Carmona's foreign postenough to qualify
At first, it was heartening to see Leader of the Opposition Dr Keith Rowley voicing his approval with Prime Minister Kamla Persad-Bissessar's choice of the nominee for Trinidad and Tobago's next president.
But then things began to go awry when the same PNM (People's National Movement), this time through a different voice, began to question whether the nominee, Justice Anthony Carmona, met the constitutional requirements to assume office.
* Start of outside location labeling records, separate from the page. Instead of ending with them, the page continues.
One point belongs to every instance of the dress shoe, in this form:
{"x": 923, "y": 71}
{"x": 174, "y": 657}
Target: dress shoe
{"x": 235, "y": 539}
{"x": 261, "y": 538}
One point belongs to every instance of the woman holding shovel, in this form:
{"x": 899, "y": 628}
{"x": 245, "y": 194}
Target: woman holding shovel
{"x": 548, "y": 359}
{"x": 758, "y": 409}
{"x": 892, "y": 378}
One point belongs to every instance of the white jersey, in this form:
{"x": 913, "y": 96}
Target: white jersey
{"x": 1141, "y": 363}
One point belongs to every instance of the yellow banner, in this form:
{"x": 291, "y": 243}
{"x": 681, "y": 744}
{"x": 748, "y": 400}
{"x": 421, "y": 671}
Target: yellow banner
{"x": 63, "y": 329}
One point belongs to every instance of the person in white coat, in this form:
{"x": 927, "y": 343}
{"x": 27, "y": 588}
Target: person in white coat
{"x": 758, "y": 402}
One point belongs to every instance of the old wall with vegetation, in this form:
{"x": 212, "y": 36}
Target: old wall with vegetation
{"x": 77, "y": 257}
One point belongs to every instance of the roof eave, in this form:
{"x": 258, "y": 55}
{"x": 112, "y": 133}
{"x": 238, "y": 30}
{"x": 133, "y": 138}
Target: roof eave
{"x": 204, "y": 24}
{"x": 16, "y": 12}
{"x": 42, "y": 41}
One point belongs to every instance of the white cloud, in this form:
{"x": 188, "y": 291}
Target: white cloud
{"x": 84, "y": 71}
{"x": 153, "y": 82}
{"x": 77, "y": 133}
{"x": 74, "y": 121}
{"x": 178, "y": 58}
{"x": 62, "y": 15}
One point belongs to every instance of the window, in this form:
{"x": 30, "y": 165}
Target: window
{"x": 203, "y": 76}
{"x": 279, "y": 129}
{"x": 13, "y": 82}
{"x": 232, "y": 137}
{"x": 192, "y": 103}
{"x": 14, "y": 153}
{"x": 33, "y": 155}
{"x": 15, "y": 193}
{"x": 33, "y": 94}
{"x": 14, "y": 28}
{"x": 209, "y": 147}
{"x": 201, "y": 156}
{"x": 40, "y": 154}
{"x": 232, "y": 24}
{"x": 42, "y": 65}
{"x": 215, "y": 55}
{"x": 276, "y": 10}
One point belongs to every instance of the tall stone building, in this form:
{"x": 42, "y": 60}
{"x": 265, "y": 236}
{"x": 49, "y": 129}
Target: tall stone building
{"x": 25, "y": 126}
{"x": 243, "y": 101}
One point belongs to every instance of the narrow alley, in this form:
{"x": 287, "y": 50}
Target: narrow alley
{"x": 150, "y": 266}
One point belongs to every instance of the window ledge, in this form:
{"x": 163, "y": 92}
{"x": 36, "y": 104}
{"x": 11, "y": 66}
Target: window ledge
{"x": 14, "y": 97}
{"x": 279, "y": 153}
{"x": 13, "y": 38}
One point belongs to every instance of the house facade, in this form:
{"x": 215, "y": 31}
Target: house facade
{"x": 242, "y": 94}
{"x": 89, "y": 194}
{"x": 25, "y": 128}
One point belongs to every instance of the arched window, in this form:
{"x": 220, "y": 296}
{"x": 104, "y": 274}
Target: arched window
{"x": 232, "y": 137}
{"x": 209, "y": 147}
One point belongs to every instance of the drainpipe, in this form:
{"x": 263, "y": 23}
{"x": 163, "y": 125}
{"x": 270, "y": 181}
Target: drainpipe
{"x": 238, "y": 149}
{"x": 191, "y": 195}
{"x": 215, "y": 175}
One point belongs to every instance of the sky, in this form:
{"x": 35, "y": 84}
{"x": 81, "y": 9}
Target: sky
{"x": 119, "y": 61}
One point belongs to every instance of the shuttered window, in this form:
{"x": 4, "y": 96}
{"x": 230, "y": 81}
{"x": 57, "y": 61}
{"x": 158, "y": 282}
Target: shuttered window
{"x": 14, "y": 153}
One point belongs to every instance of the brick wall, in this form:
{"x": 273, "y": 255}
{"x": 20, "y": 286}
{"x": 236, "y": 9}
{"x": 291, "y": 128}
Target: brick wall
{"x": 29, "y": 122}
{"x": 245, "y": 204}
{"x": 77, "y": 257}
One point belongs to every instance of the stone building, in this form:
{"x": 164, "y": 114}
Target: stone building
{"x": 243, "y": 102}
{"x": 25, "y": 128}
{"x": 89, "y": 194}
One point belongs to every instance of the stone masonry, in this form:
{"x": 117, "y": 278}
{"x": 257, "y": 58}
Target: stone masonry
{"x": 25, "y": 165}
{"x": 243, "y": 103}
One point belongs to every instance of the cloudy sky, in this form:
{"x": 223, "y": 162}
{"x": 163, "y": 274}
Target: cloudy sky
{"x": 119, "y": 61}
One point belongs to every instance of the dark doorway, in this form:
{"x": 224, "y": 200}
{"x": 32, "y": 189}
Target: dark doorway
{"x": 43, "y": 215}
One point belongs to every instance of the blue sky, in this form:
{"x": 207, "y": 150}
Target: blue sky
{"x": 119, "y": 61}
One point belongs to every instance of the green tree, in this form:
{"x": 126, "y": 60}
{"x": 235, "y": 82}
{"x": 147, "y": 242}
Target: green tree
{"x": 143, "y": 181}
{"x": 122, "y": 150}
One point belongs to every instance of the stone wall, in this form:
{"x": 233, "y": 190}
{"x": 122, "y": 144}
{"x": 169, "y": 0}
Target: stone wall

It appeared the party had put the cart before the horse or there is a level of dissension within its ranks.
The query concerns Justice Carmona's residential status which, under the Constitution of Trinidad and Tobago, requires him to be a resident of this country for ten years preceding the date of his nomination.
Justice Carmona had been an employee of the International Criminal Tribunal for the former Yugoslavia (ICTY) for a period within the last ten years. Now, Section 23 (2) of the Constitution allows for nomination if the candidate held office in the service of the Government of T&T and lived outside of the country.
The ICTY is a body of the United Nations, of which Trinidad and Tobago is a member, ergo, I believe the nominee would be deemed to have been indirectly doing service for his country and is qualified to hold the position of president.
I congratulate Justice Carmona on his nomination and wish him and our nation the best.